On the way through these mountain passes, we will make stops to look for birds like Alpine Chough, Northern Raven, Water Pipit, Mountain Chiffchaff, Alpine Accentor, Red-fronted Serin, Black Redstart, Coal Tit, Eurasian Jay, Red Crossbill, and Common Blackbird. Migrating birds of prey like Steppe Eagle, Western Marsh Harrier, Hen Harrier, Montagu’s Harrier, Pallid Harrier, and Lesser Kestrel are possible here and overhead we should see migrating European Bee-eater. The more remote forests also hold good numbers of Krüper’s Nuthatch and we may get to see one of these great birds today.
As we climb towards the area known as the Zekari Windows, we will look for the real gem of this area, Caspian Snowcock. Although it is an exceedingly rare bird in this part of Georgia, we will put effort into trying to see this beautiful species. Also, around this area we can find fields carpeted in Colchicum speciosum steven, a Caucasian endemic, fall-flowering, herbaceous, perennial plant found only in this part of the country.

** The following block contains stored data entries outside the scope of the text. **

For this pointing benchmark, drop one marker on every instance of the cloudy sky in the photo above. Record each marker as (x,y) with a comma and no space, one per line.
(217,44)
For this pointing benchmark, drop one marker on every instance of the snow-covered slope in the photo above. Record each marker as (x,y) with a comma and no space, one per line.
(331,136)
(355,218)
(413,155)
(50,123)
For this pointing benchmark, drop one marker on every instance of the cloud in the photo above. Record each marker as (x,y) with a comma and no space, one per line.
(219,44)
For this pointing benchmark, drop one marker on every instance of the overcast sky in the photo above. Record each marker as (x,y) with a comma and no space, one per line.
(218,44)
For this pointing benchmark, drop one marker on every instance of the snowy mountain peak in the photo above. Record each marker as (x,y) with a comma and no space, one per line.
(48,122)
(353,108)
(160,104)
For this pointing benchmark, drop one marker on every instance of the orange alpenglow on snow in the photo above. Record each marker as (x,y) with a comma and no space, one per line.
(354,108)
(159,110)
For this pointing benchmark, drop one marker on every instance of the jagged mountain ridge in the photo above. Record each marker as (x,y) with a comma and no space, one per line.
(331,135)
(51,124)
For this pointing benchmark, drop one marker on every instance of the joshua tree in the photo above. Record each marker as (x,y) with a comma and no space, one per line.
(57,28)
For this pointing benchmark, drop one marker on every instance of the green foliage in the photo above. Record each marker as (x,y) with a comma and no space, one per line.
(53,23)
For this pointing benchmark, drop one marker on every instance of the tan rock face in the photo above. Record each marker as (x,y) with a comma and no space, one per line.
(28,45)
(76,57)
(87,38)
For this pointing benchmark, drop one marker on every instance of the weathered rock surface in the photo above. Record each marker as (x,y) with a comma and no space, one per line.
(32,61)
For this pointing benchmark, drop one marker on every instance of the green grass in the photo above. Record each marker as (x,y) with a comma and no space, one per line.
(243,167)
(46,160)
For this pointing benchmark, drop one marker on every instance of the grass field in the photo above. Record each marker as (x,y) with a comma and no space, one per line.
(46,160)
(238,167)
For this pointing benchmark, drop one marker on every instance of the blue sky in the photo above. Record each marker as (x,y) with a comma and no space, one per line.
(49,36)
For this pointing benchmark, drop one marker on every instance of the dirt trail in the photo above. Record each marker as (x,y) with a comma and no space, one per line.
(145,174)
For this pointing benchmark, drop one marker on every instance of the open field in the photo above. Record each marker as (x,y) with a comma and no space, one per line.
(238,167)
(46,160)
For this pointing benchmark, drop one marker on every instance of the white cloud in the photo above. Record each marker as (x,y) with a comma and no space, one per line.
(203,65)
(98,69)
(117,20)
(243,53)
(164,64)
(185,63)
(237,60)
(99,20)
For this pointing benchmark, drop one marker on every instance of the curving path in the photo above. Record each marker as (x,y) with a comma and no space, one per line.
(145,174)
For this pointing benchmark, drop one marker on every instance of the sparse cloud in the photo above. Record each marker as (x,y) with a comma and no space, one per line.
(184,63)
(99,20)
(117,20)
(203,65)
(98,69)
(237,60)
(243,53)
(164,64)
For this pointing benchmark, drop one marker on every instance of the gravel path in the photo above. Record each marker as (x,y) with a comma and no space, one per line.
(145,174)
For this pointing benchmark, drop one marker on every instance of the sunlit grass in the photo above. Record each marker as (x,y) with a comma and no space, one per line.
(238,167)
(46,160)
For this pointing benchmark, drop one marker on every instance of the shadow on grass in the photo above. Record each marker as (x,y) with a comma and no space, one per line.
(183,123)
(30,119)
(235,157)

From the Zekari Windows we will continue our drive through the remote mountains, stopping at convenient points for birding and to admire the scenery, before dropping down towards the coast and the bustling city of Batumi, our base for the next week of thrilling birding adventures.

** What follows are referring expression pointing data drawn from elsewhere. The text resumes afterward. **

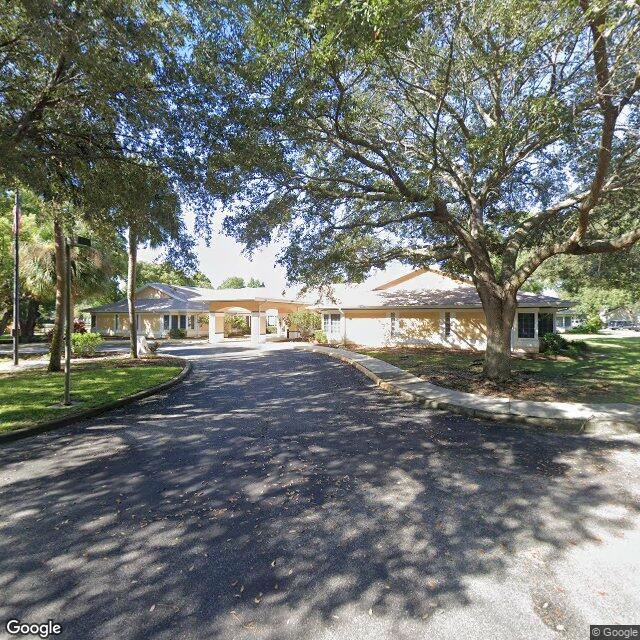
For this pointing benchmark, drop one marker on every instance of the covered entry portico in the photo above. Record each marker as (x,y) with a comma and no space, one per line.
(253,302)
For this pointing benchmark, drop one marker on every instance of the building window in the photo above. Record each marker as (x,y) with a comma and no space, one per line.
(545,323)
(331,324)
(526,325)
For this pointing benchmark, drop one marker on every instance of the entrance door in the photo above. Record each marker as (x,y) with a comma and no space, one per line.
(545,323)
(332,326)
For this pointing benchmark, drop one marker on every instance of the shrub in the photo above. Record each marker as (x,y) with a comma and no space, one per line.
(553,343)
(320,337)
(84,345)
(305,321)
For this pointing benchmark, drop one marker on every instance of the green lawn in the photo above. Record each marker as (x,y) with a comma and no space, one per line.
(31,397)
(609,373)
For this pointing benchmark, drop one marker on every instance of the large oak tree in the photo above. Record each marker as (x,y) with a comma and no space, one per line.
(486,135)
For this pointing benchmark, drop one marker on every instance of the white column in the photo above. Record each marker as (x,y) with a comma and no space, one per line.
(216,327)
(258,327)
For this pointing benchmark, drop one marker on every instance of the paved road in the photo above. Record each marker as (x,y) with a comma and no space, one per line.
(276,494)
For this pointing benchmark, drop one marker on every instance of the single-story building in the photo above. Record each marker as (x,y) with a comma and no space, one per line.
(568,319)
(427,307)
(159,308)
(198,311)
(423,307)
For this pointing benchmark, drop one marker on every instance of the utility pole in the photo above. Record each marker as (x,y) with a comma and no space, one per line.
(16,279)
(69,323)
(68,243)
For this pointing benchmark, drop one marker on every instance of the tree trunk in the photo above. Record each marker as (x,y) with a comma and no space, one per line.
(55,350)
(4,321)
(131,290)
(500,314)
(28,324)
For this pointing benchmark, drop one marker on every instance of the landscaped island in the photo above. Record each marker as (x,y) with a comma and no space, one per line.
(33,397)
(608,372)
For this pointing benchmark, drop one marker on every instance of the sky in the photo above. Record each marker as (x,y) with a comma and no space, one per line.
(224,258)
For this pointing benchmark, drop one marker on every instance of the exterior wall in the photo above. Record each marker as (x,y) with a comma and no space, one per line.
(151,325)
(368,328)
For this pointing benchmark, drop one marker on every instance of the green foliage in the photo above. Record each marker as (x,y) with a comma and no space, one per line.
(87,81)
(553,344)
(305,321)
(233,282)
(85,345)
(320,337)
(238,282)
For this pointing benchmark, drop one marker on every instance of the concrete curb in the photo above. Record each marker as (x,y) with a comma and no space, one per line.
(559,417)
(26,432)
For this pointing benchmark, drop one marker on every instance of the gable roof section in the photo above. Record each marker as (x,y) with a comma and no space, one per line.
(423,289)
(428,277)
(180,299)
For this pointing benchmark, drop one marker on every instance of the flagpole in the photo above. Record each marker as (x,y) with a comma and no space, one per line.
(16,280)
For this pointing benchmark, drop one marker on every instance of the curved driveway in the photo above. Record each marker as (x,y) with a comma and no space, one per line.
(277,494)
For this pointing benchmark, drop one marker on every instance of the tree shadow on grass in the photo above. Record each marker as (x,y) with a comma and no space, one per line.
(271,493)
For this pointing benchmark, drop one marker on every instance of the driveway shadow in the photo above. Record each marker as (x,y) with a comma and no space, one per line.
(273,492)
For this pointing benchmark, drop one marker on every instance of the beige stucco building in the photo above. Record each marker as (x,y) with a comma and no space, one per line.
(198,311)
(159,308)
(426,307)
(423,307)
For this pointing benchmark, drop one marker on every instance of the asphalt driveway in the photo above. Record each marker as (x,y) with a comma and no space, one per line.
(277,494)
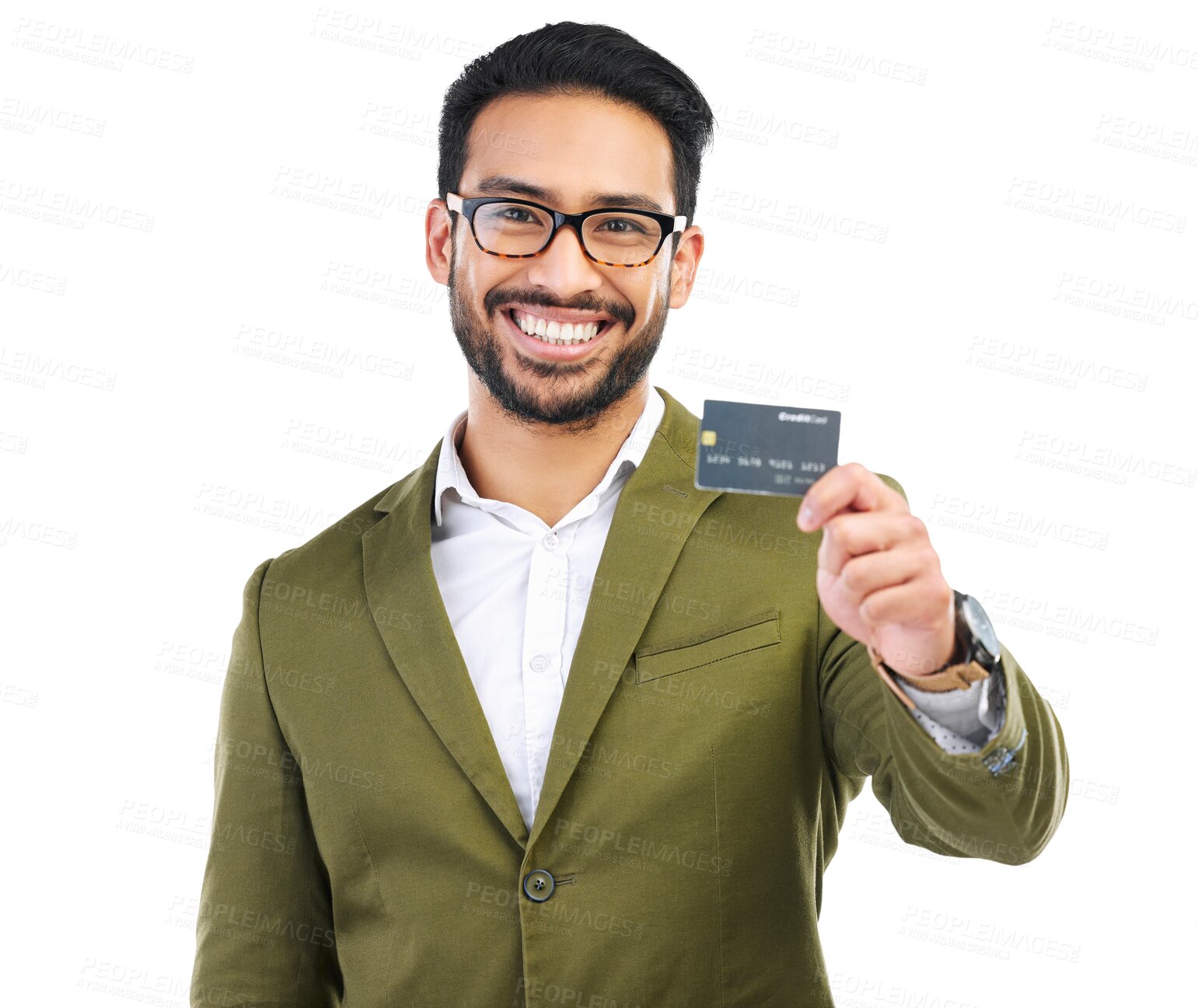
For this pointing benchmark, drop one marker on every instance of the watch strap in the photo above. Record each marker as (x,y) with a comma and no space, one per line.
(954,677)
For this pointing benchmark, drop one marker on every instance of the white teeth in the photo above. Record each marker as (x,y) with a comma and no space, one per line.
(557,333)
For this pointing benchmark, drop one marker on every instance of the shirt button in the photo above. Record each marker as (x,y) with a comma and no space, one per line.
(538,885)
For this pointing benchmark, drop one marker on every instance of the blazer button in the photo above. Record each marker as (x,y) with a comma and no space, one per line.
(538,885)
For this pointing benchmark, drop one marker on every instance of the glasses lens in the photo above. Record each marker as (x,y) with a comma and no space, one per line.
(622,237)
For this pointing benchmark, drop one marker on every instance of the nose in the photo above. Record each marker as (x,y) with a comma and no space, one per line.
(564,267)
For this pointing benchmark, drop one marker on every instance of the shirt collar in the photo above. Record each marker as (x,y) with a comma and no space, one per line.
(452,474)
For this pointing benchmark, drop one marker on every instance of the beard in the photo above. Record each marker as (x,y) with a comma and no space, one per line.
(571,394)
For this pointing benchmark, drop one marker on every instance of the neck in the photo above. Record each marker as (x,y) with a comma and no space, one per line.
(544,469)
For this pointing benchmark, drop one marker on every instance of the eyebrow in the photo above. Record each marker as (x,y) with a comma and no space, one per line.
(509,183)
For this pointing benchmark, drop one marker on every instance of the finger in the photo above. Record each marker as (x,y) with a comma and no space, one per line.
(850,535)
(871,573)
(848,487)
(920,602)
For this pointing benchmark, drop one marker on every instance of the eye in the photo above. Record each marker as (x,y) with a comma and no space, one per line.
(631,225)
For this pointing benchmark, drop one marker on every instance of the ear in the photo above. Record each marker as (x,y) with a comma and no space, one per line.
(684,267)
(438,239)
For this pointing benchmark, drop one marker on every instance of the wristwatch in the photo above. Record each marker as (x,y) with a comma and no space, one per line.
(976,637)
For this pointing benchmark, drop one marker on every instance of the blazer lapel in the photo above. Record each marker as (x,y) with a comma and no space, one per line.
(407,609)
(657,510)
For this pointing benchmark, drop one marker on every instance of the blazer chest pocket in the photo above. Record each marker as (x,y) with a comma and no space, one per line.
(746,633)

The mountains in southern Georgia hold good numbers of Red (Common) Crossbill.
Days 5 – 11. Birding the Batumi Bottleneck and surrounding areas
We will spend the next seven full days in one of the world’s greatest migration hotspots, the Batumi Bottleneck. The Black Sea and the Lesser Caucasus Mountains funnel migrating birds into this narrow stretch of land as they migrate south during fall. When the weather conditions are right, the number of birds moving through here is overwhelming, with sometimes over 100,000 birds of prey moving overhead in a single day! Combine this with significant numbers of shorebirds (waders), wildfowl, herons, egrets, storks, pelicans, and an eclectic mix of passerines (of many families), and you have an unforgettable experience.

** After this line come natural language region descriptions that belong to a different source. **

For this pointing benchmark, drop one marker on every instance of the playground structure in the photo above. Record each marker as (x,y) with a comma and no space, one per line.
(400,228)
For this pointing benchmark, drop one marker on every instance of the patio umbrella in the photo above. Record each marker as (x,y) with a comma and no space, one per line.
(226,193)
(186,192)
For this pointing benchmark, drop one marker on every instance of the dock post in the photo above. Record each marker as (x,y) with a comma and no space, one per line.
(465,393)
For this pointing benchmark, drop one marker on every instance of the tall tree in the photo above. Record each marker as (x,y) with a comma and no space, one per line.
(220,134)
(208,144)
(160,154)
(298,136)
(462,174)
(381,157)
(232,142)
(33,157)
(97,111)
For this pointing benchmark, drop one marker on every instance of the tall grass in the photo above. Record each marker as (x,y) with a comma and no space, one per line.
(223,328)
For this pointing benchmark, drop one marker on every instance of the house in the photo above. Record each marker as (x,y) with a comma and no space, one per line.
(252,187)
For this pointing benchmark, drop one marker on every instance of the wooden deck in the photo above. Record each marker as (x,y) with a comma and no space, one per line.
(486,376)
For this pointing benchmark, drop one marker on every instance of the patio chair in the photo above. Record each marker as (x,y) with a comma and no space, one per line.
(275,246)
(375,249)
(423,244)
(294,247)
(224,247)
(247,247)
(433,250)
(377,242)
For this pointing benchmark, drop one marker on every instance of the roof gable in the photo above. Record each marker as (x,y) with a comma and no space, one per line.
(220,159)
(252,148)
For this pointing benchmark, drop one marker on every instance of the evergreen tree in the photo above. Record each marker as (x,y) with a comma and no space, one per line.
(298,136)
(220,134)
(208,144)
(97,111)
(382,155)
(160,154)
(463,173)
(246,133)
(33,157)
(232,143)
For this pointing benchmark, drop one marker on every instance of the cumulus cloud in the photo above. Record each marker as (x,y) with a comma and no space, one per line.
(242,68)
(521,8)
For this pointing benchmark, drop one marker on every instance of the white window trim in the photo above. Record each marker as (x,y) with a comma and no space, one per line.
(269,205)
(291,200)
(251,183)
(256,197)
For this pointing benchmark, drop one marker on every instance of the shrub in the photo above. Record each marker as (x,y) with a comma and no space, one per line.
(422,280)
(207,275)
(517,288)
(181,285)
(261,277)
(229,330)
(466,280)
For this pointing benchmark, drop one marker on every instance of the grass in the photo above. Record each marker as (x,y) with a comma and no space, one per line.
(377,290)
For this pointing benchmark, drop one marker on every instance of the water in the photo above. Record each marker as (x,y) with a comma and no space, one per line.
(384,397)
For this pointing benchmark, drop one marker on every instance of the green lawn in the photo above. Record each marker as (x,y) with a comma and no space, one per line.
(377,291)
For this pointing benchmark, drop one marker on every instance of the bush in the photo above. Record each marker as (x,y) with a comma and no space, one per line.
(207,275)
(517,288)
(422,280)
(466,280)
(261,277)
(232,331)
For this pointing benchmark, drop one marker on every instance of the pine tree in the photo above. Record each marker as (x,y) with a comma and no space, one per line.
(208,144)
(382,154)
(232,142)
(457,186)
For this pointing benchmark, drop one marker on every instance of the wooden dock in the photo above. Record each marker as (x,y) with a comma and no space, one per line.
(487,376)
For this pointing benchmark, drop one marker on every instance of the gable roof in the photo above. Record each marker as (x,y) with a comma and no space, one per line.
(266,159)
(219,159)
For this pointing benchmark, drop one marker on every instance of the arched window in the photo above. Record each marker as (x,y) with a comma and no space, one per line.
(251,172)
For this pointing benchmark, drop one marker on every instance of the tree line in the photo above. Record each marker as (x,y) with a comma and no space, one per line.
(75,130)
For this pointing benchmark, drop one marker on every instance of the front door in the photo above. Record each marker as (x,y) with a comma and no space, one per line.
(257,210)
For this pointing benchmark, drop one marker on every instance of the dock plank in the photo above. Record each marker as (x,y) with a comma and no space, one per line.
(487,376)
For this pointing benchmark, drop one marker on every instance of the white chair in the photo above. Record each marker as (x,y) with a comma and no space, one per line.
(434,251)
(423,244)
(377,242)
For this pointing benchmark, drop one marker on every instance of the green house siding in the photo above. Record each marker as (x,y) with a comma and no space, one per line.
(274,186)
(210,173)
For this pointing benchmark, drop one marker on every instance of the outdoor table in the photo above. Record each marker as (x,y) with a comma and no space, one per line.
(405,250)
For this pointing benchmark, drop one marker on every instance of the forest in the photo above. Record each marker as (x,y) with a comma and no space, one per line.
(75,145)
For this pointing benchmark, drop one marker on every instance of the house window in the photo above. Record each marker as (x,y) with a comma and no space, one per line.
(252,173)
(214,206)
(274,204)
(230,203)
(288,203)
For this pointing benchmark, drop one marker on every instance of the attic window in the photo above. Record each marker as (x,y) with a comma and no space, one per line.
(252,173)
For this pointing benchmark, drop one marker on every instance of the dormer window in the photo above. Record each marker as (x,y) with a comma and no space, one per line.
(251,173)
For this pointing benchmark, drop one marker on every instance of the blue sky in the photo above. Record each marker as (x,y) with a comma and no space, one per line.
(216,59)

In addition to spending time at the bottleneck itself, we will also visit some of the many other fantastic birding locations in the local area, for what is certain to be an exhilarating week’s birding. As this portion of the tour is flexible, to maximize our enjoyment of the migration, we have broken down the next seven days by sites, rather than a specific day-by-day account. You can see even more information about these sites by clicking on the subtitle links.
Greater Spotted Eagle move south through the Batumi Bottleneck in fall in good numbers. (photo Alexander Rukhaia).
The villages of Sakhalvasho and Shuamta both have observatories for watching and counting the bird of prey migration. These observatories are in stunning evergreen forest which has a sub-tropical climate with high temperatures and significant rainfall across the year. Of course, it is the birds of prey that we are mainly here to see and, as the name of this tour indicates, this is the peak period of the eagle migration. Moving over us, sometimes just meters above us, could be Steppe Eagle, Lesser Spotted Eagle, Greater Spotted Eagle, Short-toed Snake Eagle, Booted Eagle, Eastern Imperial Eagle, and occasionally even Golden Eagle and White-tailed Eagle. A mighty and impressive collection of some of the best raptors in the region.
The list of other likely birds of prey is vast. Common and frequently recorded species include European Honey Buzzard, Western Marsh Harrier, Montagu’s Harrier, Levant Sparrowhawk, and Black Kite. These migratory species are often hounded by the resident Eurasian Sparrowhawk, Common Kestrel, and Northern Goshawk and aerial battles are a common and spectacular sight.
Rarer, but still frequently seen species could include Pallid Harrier, Hen Harrier, Common Buzzard, Long-legged Buzzard, Western Osprey, Egyptian Vulture, and Peregrine Falcon. There are also several scarce species that are recorded every season that we will hope to see, such as Rough-legged Buzzard, Lesser Kestrel, Red-footed Falcon, Saker Falcon, Eurasian Hobby, Merlin, Griffon Vulture, and Black-winged Kite. Finally, recent years have seen an increasing number of Crested Honey Buzzard, an exceptionally rare species in the Western Palearctic and a huge bonus if we are lucky to see one during our time at the stations.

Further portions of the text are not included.